Marin loses as far right square up in coalition showdown
The Guardian Weekly|April 07, 2023
Finland's probable new conservative prime minister, Petteri Orpo, was exploring coalition options this week after a narrow election win that shifted the Nordic country's politics to the right and pushed the party of his predecessor Sanna Marin, a star of Europe's left, into third place.
Jon Henley
Marin loses as far right square up in coalition showdown

Final results showed Orpo's National Conservative party (NCP), which campaigned on a platform of reining in public spending, won 48 seats in the 200-seat parliament, with the far-right, anti-immigration Finns party (PS) getting 46 and Marin's Social Democrats (SDP) 43.

In terms of votes, the result was even closer, with the NCP winning 20.6%, the PS 20.1% and the SDP 19.9%. "You know what? It was a win," Orpo told cheering supporters in Helsinki late last Sunday night, adding that the result gave the NCP "a strong mandate" to pursue its key policies of "fixing our economy, boosting growth, and creating new jobs".

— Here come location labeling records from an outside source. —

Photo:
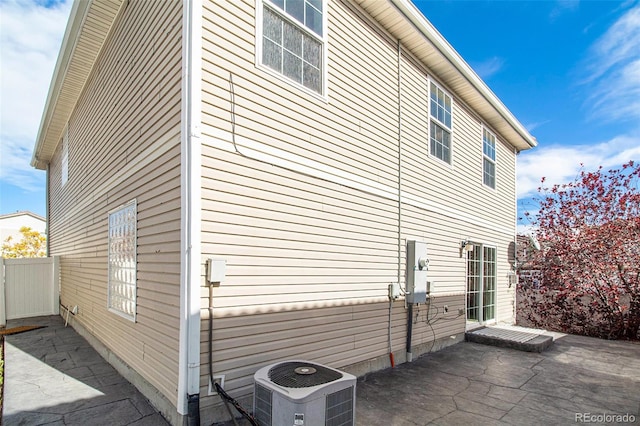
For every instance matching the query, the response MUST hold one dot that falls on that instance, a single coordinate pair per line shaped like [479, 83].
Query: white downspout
[190, 216]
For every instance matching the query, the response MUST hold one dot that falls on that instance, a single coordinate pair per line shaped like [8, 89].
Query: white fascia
[429, 31]
[190, 215]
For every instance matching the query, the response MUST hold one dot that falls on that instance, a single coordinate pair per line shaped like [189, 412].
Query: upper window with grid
[440, 128]
[293, 40]
[488, 158]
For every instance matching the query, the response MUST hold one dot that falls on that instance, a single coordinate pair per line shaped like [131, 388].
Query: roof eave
[520, 137]
[89, 15]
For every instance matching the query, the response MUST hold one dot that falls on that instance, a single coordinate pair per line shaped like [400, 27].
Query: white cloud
[561, 164]
[612, 70]
[30, 39]
[489, 67]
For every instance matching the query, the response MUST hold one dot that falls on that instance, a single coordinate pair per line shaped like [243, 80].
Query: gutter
[188, 398]
[410, 11]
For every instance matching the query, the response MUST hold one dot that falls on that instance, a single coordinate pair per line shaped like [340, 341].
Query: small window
[488, 158]
[64, 174]
[440, 127]
[122, 260]
[293, 41]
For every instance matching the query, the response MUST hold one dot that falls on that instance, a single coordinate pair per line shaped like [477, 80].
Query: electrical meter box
[417, 266]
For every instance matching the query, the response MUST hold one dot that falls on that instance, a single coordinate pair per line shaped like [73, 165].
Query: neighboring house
[11, 223]
[528, 275]
[302, 151]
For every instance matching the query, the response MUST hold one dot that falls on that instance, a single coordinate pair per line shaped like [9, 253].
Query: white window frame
[433, 120]
[64, 163]
[122, 260]
[260, 5]
[485, 158]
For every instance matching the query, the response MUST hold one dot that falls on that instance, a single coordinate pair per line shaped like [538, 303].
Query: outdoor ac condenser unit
[301, 393]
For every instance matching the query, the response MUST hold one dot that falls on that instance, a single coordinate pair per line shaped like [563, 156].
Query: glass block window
[122, 260]
[488, 158]
[292, 41]
[440, 128]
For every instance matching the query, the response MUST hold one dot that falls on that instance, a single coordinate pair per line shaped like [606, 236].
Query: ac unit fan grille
[285, 375]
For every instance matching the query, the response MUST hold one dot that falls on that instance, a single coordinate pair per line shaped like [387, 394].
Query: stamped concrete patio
[54, 377]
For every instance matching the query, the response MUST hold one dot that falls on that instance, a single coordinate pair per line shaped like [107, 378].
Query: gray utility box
[417, 266]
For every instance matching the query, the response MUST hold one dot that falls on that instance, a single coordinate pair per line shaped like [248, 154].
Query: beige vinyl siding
[124, 143]
[304, 207]
[243, 343]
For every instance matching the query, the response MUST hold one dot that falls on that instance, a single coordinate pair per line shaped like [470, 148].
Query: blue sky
[569, 70]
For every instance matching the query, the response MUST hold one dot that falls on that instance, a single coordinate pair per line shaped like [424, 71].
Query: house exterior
[11, 223]
[300, 145]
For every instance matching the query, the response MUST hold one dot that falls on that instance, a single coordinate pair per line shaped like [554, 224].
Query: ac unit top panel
[304, 388]
[300, 374]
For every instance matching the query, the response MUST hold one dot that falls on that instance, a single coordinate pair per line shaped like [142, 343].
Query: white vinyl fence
[29, 288]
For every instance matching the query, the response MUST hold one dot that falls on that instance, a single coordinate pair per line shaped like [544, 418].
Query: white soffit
[406, 23]
[89, 25]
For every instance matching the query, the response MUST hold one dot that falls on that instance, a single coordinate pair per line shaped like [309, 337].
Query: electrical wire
[226, 398]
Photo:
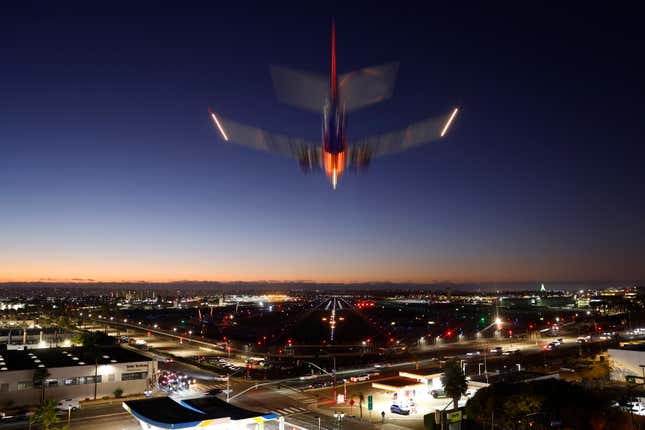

Marin, who had argued for more spending on education and the health service as key to economic growth and said she would prefer raising taxes to cutting welfare, congratulated the winners and said there were "reasons to be happy" with the vote. The SDP increased its share of the vote and gained three seats.

However, the NCP increased its number of MPs by 10, while the PS, which backs spending cuts but campaigned mainly against non-EU immigration, added seven.